Bisnonna e pronipoti fuori dal coro. E non sono i soli. Ora cresce la rete a
Natale.
Storia di un ragazzo e una ragazza, sposi dall’estate,
che sere fa mi dicevano: “Sai, don Angelo, noi convivevamo da qualche tempo
ormai e la nostra era una casa attrezzata a cui nulla mancava. Che bisogno
c’era di regali? Abbiamo aperto un conto e a parenti e amici abbiamo detto che
la somma sul conto l’avremmo destinata ai poveri della terra. Abbiamo raccolto
milioni. Ci dici a chi possiamo destinarli?”. Ragazzi fuori dal coro!
Storia di ragazzi e ragazze, avviati – così si dice – a
brillante carriera, che hanno avuto il coraggio di tagliare.

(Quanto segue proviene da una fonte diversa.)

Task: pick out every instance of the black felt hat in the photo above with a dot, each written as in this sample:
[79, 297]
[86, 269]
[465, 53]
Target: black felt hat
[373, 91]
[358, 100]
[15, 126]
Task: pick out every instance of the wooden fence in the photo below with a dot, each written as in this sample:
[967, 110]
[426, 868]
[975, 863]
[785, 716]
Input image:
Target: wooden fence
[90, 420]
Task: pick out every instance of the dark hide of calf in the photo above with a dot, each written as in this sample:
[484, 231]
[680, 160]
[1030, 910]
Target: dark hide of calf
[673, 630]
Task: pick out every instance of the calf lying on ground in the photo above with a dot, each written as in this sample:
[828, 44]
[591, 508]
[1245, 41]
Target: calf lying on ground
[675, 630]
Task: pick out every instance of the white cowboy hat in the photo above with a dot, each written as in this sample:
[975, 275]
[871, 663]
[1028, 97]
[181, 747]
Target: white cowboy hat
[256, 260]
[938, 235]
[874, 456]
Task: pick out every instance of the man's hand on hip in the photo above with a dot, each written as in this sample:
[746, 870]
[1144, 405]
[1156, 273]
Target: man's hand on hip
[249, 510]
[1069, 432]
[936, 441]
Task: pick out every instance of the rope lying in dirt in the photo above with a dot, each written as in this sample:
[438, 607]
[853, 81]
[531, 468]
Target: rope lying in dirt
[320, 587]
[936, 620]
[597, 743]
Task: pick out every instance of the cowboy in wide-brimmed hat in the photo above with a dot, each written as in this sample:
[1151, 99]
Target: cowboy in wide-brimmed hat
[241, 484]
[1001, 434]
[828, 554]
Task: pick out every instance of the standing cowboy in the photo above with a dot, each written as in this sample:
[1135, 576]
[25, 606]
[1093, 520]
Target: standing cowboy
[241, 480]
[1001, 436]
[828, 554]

Il lavoro e la
carriera se li sentivano salire come fumo negli occhi fino all’accecamento. E
ora sono alla ricerca di spazi più umani. Meno soldi, ma salvi in umanità.
Fuori dal coro!
Storie di uomini e donne inimmaginabili. Ti accade di
trovarli, sempre loro, quasi un appuntamento, con la speranza dei folli su
tutte le strade dove urla la fame di sete e di giustizia. Fuori dal coro!
Sarebbe massimo onore per un prete, che questi fossero
per poco, per qualche emozione trasmessa, anche suoi figli. Sommo onore avere
figli fuori dal coro, irriducibili sognatori come Dio li ha creati».
Ecco, questo è lo stile di un libro – di un autore –
singolare. Pensieri di un prete poeta. Una poesia talora ermetica ma nelle cui
immagini e versi (ci sono anche intermezzi in versi) i primi destinatari
possono certamente riconoscersi e ritrovare anche le circostanze dalle quali i
pensieri del parroco, in quella rete non solo natalizia di gesti, sono
scaturiti e sono stati lanciati come semi sul terreno buono della città. E i
destinatari ultimi o penultimi, ossia noi lettori del libro, possono riceverne
forza di speranza.
Un libro inconsueto, che abbiamo anche aperto e
presentato in modo inconsueto, trattandosi appunto di un libro singolare per
una lettura che riteniamo “refrigerante”.
Z. P.
1 CASATI A., Il seme nella città. Un parroco tra antenne
e campanile, EDB, Bologna 2005, pp. 230, € 13.50.